Dictionary in Python is a collection of keys values, used to store data values like a map, which, unlike other data types which hold only a single value as an element.

In some languages it is known as map or associative arrays.

dict = { ‘name’ : ‘udus’ , ‘age’ : 32 , ‘gender’ : ‘male’ }

Characterstics:

  • Mutable
  • Indexing has no meaning
  • keys can’t be duplicated
  • keys can’t be mutable items

Creating a Dictionary:

# Empty Dictionary
d = {}
print("Empty Dictionary:", d)

# 1D Dictionary
d1 = {'name': 'udus', 'gender': 'male'}
print("1D Dictionary:", d1)

# Dictionary with Mixed Keys
d2 = {(1, 2, 3): 1, 'hello': 'world'}
print("Dictionary with Mixed Keys:", d2)

# 2D Dictionary (JSON-like structure)
s = {
    'name': 'naksh',
    'college': 'bit',
    'sem': 4,
    'subjects': {
        'dsa': 50,
        'maths': 67,
        'english': 34
    }
}
print("2D Dictionary (JSON-like structure):", s)

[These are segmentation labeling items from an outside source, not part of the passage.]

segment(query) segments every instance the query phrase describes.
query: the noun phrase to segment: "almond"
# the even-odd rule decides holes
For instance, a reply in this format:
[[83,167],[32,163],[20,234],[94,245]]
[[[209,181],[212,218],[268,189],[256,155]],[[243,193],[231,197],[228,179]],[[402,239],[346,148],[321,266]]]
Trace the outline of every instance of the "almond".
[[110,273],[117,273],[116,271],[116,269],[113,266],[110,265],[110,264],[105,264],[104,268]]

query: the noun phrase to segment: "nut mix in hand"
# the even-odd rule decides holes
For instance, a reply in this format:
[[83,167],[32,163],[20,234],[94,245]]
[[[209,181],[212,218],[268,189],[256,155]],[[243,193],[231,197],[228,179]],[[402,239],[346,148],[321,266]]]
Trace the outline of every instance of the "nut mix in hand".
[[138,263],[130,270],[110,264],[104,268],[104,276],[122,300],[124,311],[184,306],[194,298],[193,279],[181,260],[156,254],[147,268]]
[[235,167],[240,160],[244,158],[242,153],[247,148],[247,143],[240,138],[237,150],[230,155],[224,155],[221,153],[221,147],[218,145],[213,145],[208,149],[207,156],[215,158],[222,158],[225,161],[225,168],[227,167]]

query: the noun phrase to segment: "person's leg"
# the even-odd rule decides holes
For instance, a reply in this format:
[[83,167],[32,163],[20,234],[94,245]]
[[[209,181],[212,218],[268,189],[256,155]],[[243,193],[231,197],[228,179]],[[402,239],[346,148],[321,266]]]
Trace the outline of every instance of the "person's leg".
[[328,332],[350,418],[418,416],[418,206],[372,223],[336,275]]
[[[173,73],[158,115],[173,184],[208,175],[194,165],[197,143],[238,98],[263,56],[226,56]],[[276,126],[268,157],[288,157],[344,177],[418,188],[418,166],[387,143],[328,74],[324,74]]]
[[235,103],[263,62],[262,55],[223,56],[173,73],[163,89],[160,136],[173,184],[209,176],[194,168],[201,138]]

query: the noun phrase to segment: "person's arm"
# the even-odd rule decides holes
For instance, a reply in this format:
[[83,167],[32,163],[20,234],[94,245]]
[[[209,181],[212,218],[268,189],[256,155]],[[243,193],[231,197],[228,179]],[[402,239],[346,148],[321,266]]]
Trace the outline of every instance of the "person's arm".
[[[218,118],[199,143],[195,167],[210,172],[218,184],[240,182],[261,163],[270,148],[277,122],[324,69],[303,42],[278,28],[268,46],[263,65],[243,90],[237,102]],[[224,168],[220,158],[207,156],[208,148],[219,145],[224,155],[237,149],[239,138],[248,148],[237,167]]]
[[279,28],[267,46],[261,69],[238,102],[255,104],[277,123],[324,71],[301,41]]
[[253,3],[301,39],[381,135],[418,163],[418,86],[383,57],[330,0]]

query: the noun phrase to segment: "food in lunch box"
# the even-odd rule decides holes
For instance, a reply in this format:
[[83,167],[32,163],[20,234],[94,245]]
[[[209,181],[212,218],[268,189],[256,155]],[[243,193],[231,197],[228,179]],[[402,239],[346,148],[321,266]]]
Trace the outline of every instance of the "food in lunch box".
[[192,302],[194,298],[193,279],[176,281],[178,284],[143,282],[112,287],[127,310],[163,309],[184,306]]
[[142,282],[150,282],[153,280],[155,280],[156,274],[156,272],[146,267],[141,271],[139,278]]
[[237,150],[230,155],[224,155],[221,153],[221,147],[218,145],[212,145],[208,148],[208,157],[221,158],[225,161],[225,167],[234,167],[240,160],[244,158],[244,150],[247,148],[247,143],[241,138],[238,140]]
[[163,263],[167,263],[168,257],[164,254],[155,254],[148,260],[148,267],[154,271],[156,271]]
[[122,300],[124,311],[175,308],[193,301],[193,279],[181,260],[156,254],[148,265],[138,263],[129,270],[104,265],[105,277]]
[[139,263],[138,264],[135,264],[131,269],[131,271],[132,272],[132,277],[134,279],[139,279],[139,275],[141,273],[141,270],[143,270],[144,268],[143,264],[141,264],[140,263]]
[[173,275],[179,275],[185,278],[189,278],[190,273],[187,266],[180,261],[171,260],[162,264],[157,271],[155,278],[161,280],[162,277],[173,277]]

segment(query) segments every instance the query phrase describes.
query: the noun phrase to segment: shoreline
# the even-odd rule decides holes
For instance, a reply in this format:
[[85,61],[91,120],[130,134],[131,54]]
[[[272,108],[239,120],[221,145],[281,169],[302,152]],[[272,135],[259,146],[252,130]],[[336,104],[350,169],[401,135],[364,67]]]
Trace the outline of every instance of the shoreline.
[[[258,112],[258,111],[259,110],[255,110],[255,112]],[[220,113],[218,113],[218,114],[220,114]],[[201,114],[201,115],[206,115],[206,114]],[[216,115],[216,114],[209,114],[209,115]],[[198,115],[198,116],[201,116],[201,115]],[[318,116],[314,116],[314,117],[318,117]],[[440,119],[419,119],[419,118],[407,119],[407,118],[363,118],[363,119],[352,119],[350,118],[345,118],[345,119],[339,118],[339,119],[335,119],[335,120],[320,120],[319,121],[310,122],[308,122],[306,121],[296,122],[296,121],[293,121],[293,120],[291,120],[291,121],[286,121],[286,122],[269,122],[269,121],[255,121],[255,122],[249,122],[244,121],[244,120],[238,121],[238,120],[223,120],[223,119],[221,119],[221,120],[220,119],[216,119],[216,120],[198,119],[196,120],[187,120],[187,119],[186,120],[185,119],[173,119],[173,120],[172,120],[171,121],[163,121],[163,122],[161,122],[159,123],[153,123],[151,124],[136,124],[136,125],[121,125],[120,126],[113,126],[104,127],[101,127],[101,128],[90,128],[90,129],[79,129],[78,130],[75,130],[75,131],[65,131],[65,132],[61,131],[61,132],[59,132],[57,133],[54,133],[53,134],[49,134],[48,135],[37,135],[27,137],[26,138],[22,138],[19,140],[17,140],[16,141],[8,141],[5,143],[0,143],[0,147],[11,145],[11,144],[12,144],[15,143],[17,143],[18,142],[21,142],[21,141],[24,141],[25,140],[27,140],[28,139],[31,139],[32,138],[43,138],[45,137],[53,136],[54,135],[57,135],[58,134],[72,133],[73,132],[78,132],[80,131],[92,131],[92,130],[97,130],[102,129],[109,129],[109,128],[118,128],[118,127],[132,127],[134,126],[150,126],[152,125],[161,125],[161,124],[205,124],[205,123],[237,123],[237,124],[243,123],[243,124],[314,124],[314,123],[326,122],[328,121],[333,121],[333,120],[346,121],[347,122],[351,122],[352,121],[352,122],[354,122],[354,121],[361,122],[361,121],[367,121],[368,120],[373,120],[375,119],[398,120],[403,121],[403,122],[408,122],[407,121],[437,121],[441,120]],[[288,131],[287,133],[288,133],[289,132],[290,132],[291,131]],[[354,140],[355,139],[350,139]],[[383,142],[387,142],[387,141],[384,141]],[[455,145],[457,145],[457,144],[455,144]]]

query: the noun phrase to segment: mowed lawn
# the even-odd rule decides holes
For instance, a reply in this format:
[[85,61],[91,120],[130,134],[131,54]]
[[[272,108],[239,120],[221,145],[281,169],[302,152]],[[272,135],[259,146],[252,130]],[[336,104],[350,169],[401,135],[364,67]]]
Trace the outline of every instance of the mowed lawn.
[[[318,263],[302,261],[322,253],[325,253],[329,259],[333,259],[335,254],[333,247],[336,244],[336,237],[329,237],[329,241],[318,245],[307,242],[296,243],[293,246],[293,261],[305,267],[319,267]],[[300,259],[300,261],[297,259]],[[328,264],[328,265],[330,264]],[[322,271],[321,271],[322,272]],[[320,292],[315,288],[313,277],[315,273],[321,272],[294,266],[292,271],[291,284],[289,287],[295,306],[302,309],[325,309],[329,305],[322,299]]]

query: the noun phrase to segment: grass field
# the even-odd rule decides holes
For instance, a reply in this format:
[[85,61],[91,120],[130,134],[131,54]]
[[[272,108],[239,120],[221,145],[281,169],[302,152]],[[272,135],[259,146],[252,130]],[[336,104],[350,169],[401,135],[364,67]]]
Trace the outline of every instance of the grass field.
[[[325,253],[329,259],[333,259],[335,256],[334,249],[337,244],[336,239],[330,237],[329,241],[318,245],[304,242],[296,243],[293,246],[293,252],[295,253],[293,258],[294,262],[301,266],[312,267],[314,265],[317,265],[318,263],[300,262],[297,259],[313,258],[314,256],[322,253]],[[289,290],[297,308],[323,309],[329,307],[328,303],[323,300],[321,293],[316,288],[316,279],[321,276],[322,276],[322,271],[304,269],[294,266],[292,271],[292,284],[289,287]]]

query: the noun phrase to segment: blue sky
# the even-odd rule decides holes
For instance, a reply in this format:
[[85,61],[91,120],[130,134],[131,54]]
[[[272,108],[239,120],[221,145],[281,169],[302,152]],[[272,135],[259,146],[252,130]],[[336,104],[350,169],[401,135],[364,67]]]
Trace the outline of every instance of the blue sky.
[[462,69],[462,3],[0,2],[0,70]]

# Using Sequence and dict Function
d4 = dict([('name', 'naksh'), ('age', 32), (3, 3)])
print("Using Sequence and dict Function:", d4)

# Duplicate Keys
d5 = {'name': 'naksh', 'name': 'nabin'}
print("Duplicate Keys:", d5)

# Mutable Items as Keys
d6 = {'name': 'naksh', (1, 2, 3): 2}
print("Mutable Items as Keys:", d6)

Explanation:

  • The code provides examples of creating dictionaries in Python using various methods.
  • Dictionaries can be created with different key-value pairs, including empty dictionaries, dictionaries with mixed keys, 2D dictionaries with nested structures, dictionaries created using sequences and the dict function, dictionaries with duplicate keys (with the latter value prevailing), and dictionaries with mutable items as keys.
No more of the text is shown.